Today I gathered my parents for a review of the code I produce for my MSc research, a Genetic Programming platform designed to work with any prepared .csv file, no matter the user’s level of experience in Python or Machine Learning.

Over the course of an hour I successfully explained how so much of the world, even the greater cosmos can be explained through mathematical functions. Some simple. Some extremely complicated. But all of them, that is, the ones that truly express the inner workings of the cosmos are elegant in form and function. They are beautiful.

When it came to my code, 3000+ lines of Object Oriented Python, there was a moment’s hesitation when I recall that very first line of code, the very first hesitant definition of a variable and function when I thought I’d have the basic code running in a few hundred lines, not thousands; over the course of six weeks, not six months.

In the telling of that story, in the explanation of what I had accomplished, there was very little ego or expression, rather a pure joy for the process of discovery. I was proud not of what may hands accomplished, for I did not invent Genetic Programming, but for the means by which I can now explore the world around me with the vehicle I had built.

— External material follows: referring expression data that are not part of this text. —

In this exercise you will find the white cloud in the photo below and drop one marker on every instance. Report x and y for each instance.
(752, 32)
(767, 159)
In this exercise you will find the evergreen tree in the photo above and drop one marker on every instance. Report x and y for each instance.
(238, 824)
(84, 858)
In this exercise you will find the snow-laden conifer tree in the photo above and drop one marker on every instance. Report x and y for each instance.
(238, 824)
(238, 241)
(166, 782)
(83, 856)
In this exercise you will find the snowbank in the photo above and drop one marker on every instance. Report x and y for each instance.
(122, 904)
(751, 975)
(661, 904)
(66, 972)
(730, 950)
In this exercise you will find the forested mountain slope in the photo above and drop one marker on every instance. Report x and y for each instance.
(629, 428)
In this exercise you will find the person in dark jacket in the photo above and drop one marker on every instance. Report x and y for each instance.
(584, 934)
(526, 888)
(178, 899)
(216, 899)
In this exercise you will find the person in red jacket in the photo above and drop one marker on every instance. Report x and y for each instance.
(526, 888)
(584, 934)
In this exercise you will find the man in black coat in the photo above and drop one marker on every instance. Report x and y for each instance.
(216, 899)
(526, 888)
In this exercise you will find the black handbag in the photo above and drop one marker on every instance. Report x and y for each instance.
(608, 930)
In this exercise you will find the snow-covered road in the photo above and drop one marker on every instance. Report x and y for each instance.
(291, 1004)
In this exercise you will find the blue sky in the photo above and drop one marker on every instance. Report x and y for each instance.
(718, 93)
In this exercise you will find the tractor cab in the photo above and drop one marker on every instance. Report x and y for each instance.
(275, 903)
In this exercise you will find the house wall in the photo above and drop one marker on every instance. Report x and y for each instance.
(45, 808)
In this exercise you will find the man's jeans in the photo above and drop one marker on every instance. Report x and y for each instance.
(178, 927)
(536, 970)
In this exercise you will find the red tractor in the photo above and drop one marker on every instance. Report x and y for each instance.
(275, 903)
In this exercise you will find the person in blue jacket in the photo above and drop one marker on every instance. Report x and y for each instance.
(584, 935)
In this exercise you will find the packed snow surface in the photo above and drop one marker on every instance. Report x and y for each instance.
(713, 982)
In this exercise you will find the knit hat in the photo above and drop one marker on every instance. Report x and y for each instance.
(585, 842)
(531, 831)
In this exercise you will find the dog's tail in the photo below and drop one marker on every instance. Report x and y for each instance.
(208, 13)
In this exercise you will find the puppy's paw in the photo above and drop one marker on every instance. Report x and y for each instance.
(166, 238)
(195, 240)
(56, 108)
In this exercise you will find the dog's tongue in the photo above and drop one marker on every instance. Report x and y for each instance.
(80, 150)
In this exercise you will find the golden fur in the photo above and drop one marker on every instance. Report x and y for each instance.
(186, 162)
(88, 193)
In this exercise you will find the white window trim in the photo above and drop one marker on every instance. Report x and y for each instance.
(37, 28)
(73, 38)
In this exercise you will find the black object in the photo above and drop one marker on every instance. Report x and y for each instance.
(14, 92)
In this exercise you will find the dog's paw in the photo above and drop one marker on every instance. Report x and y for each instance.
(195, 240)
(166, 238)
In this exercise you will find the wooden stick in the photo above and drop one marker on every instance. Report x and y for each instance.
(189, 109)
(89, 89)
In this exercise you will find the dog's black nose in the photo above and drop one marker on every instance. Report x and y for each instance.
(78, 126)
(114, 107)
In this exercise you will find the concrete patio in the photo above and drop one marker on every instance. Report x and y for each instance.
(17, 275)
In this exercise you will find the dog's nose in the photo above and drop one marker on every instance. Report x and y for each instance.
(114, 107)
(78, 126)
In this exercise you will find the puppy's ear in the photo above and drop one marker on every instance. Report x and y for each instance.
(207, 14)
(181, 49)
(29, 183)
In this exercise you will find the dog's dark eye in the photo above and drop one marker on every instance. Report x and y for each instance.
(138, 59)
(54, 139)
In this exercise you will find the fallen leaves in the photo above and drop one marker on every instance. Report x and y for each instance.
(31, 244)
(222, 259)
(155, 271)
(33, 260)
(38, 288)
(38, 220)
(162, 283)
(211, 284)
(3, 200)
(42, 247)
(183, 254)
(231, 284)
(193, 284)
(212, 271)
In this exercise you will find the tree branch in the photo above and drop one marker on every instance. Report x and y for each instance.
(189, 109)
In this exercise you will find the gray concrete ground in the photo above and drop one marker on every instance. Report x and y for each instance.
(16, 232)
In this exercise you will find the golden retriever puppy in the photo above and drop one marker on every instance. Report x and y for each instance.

I imagine the joy of a geologist is similar, seeing rock layers through the eyes of time and pressure. In the same way, on a much smaller scale, I was challenged to bring this code to life, to allow me to see patterns that tell their own story much as solidified layers of drifting sand, quartz, calcite, and igneous flows tell the story of what happened hundreds of millions of years ago.

I can say that six months of programming was the most mentally challenging thing I have ever done. While the mathematics were relatively simple, the implementation was often arduous. I discovered a new capacity for problem solving that goes beyond my former work in designing supercomputers or a 2000 package operating system, beyond the intrinsic risk / reward of running a for-profit enterprise when every large contract presents a do-or-die situation.

Now, I wonder, have I short-changed my own potential? Not in some kind of ego stroke, but in a very real, “What else am I capable of? What more can I do that I would have otherwise thought impossible?” How many of us truly engage our full potential? With concern for funding, bills, relationships, family, and physical well being, the times in our modern lives in which we are enabled to just think, brainstorm, and solve problems is truly but a minor fraction of our waking hours.

What a shame. What a waste of resources when so much of our world, so much of all our daily, living, breathing, working hours are spent on the day-to-day operations of just getting by. Who out there, who among the myriad humans on this planet has ever been given the challenge and reward of fully using his or her innate ability to solve problems … and indulge in the total bliss of discovery?